April 11, 2020 12:02 am | Updated 02:22 am IST

Dr V. Shanta, prominent Cancer specialist and the Chairperson of Adyar Cancer Institute, Chennai.
Photo : Bijoy Ghosh

Dr V. Shanta, prominent Cancer specialist and the Chairperson of Adyar Cancer Institute, Chennai.
Photo : Bijoy Ghosh

There are many questions that plague us everyday, as health care professionals. But in times of COVID-19 the very core of medical practice – its humanitarian approach is under threat. The questions now in front of health care professionals, for different reasons are: “To treat, or not to treat”

“Is it right, or is it wrong?”

Further, “How long can we defer treatment?” This decision is neither simple nor easy, as treating doctors, we have to think of the patient and the family in the context of the pandemic, and what we do based on strong evidence.

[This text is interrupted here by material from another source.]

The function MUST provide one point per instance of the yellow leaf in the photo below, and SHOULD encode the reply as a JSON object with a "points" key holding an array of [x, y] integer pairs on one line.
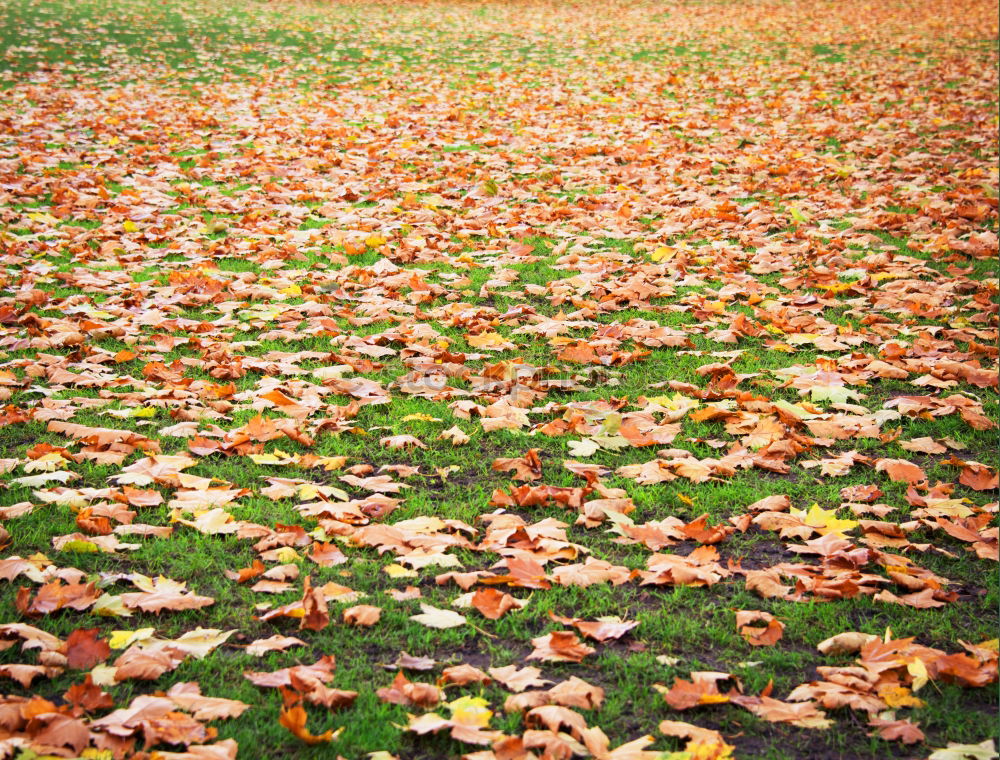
{"points": [[824, 520], [899, 696], [918, 671], [471, 711], [286, 554], [123, 639], [398, 571]]}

For instance, early common cancers are curable. In such cases, it will be unethical to delay treatment. An advanced disease can be controlled, and if untreated, it might progress to the stage of palliative care. Again, palliative care cannot and should not be denied to patients.

And then, uncommon cancers with a doubtful outlook, advanced age, and with multiple co-morbidities form a category all by themselves. They have to be treated based on individual decisions and are ideally deferred. The expenses involved, in relation to survival, will not be either risk or cost beneficial.

Treating institutions

As of now, only partial, selected cases are being treated. Should this continue?

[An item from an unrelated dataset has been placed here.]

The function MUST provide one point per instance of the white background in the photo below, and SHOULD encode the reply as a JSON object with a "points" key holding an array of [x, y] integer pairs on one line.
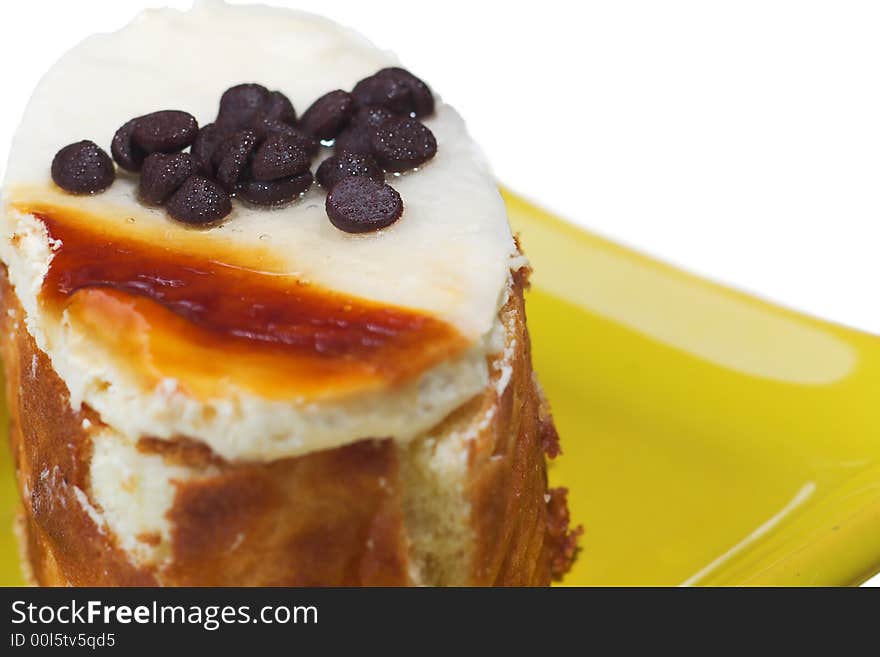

NGOs, and voluntary charitable institutions providing free cancer care, of which Cancer Institute is one, are facing a major crisis.

Patients have a serious problem, with the lockdown, they are not able to findtransportation to reach the centre for treatment.

While with residential staff, there are no issues, because they live on campus.However, non–residential health care staff too face the same problem – lack of transport to reach the hospital. As for housekeeping staff, who are key to running a hospital well, the institution has to make transport arrangements until the condition improves. Some medical staff members too, who do not have their own personal vehicles, need assistance to reach the centre.

General criteria

We need specific guidelines or criteria for providing personal protection equipment, masks, gown etc for professional and paraprofessional workers. For one, it will be helpful to reduce staff fear/panic and convince them that they are well protected with the gear.

This is for those who are not working with those who tested positive, are on routine hospital duty, including doctors, technicians and nurses who are working with patients who have not been tested.